Aider
AI pair programming in your terminal
What is Aider?
Aider is a command-line AI coding assistant launched in April 2023 by Paul Gauthier. It runs from the terminal and integrates seamlessly with Git, enabling developers to interact with large language models for writing, refactoring, and testing code. Aider maps the codebase, sends relevant context to an LLM, applies edits as diffs, and commits changes automatically with sensible messages. It supports both cloud and local models, over 100 programming languages, voice-to-code input, and lint/test automation.
What you can do with it
Bootstrapping new projects
Scaffold project structure, boilerplate and core features via conversational prompts.
Cross‑file refactoring
Apply coordinated changes across multiple files in a single refactoring session.
Test‑driven development
Generate tests and adjust code to pass testing workflows automatically.
Legacy code modernization
Update deprecated patterns or migrate frameworks with atomic Git changes.
Documentation and commenting
Automatically generate docstrings, comments, or module documentation for clarity.
Key features
- Terminal‑first AI pair programming
- Whole‑repository context mapping (repo map)
- Support for both cloud and local LLMs (BYO‑model)
- Multi‑file edits with Git auto‑commits
- Multiple chat modes (code, architect, ask, help)
- Voice‑to‑code, image and webpage context support
- Automated linting and testing after edits
Screenshots

Inputs / Outputs
Strengths & Limitations
Strengths
Open-source and free to use
Licensed under Apache 2.0; no subscription required.
Git-aware editing workflow
Automatically applies AI edits as diffs and commits with generated commit messages, preserving version history.
Flexible model support (BYOK)
Works with many cloud LLMs and local models; users pay only for tokens consumed.
Rich input capabilities
Supports voice input, images, web pages, AI comments in code, providing varied context to the model.
Broad language & IDE integration
Handles over 100 languages; works from terminal and integrates with IDEs through comment-based triggers.
Automated linting and testing
Runs linters and tests after every edit, and can automatically fix issues.
Limitations
Terminal-first interface
No standalone GUI; may have steeper learning curve for non-command-line users.
Dependent on external LLM APIs
Users must manage API keys and model costs; heavy usage can become expensive.
Setup complexity
Requires initial configuration and familiarity with CLI tools and environment variables.
Large repo context challenges
While repo mapping helps, large codebases may still strain context size or performance.
Pricing & Plans
Model: Freemium
Free / Open‑source
Full-featured CLI tool under Apache 2.0 with no subscription or usage limits
BYO‑LLM API usage
You pay only the underlying LLM provider’s usage fees, no markup from Aider
Local model usage
Run with local LLMs for zero per‑request cost besides compute
Aider is free and open-source (Apache 2.0); users supply their own LLM API keys and pay per token to the chosen LLM provider (typical monthly cost $10–$100 depending on usage and model). Local models like Ollama can be used at no cost beyond hardware.
Who it's for
Ideal for
Experienced developers comfortable with CLI and Git who want full control over AI-assisted code editing and LLM costs.
Not ideal for
Users preferring GUI tools, minimal setup, or integrated IDE plugins with fixed pricing.
What users say
- Highly productive for coding workflows
- Open-source community praised
- Appreciated transparency of costs
- Terminal-based attracts developers
- Flexibility with model choice valued
- Setup and usage feels advanced for less technical users
Prompts & Results
›Refactor this function to use async/await patterns. AI!

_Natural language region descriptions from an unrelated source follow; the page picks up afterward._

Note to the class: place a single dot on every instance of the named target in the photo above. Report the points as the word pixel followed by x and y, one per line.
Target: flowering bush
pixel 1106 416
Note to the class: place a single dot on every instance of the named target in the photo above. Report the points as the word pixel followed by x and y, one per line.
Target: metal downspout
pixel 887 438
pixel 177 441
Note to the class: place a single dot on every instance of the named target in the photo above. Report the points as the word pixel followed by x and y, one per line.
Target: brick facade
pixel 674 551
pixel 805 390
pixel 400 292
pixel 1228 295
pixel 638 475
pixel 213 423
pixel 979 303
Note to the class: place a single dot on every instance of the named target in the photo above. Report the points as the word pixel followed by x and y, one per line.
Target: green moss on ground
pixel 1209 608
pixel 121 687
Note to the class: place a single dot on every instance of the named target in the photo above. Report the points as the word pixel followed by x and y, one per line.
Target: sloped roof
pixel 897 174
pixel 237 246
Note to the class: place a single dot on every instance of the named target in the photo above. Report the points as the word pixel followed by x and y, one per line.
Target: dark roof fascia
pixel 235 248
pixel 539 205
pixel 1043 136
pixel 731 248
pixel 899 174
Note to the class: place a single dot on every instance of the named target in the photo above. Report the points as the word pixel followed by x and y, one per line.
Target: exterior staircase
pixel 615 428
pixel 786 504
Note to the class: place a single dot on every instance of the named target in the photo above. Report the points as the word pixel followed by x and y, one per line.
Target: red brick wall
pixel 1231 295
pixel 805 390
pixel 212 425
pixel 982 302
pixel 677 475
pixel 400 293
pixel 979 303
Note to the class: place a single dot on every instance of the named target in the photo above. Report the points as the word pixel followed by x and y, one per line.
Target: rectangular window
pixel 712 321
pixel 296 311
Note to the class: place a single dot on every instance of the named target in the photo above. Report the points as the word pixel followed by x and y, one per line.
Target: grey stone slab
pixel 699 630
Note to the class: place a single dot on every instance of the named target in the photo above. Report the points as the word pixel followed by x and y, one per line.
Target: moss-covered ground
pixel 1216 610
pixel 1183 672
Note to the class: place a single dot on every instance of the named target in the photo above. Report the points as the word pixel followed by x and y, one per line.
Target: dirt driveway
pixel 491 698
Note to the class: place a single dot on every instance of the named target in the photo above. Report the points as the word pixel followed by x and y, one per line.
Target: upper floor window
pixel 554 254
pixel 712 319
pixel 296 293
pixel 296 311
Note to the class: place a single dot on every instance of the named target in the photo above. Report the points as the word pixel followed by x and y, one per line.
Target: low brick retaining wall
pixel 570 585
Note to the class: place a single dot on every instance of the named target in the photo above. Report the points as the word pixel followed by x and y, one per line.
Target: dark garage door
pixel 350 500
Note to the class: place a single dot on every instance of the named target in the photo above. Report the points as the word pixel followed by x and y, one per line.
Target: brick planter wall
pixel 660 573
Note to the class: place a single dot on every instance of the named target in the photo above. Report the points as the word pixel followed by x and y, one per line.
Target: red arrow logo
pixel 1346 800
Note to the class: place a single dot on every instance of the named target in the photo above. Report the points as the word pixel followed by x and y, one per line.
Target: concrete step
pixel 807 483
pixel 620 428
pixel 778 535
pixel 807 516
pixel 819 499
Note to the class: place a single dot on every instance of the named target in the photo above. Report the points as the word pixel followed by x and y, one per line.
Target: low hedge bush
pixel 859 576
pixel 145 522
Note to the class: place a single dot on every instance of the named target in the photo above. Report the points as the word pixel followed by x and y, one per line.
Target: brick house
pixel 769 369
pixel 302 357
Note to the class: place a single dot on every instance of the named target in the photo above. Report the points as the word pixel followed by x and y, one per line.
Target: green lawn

Aider sends the diff suggestion to LLM, which rewrites the function accordingly and commits the changes with a message like 'refactor: convert function to async/await'
›Write a unit test for the calculate_sum function. AI?
Aider adds a new test file with assertions covering edge cases and commits with message 'test: add unit tests for calculate_sum'
›Voice-to-code: fix the off-by-one error in the loop.
Aider interprets spoken instruction, applies the fix in code, and commits with message 'fix: correct off-by-one in loop'
›Add comments to all public methods for documentation. AI!
Aider inserts docstrings or comments for each public method and commits with message 'docs: add comments to public methods'
FAQ
Is Aider free to use?+
Yes—Aider itself is open-source and free; you only pay for the LLM API tokens you use, or no cost if using local models.
Which LLMs does Aider support?+
It supports a wide range including Claude Sonnet, GPT-4o, DeepSeek, Gemini, and local models via OpenRouter or Ollama.
How does Aider apply changes to my code?+
Aider generates diff-style edits and applies them via Git commits, with autogenerated commit messages for traceability.
Can I use Aider with my IDE?+
Yes—you can trigger Aider using special comments (AI!, AI?) in code files that Aider watches when run with --watch-files.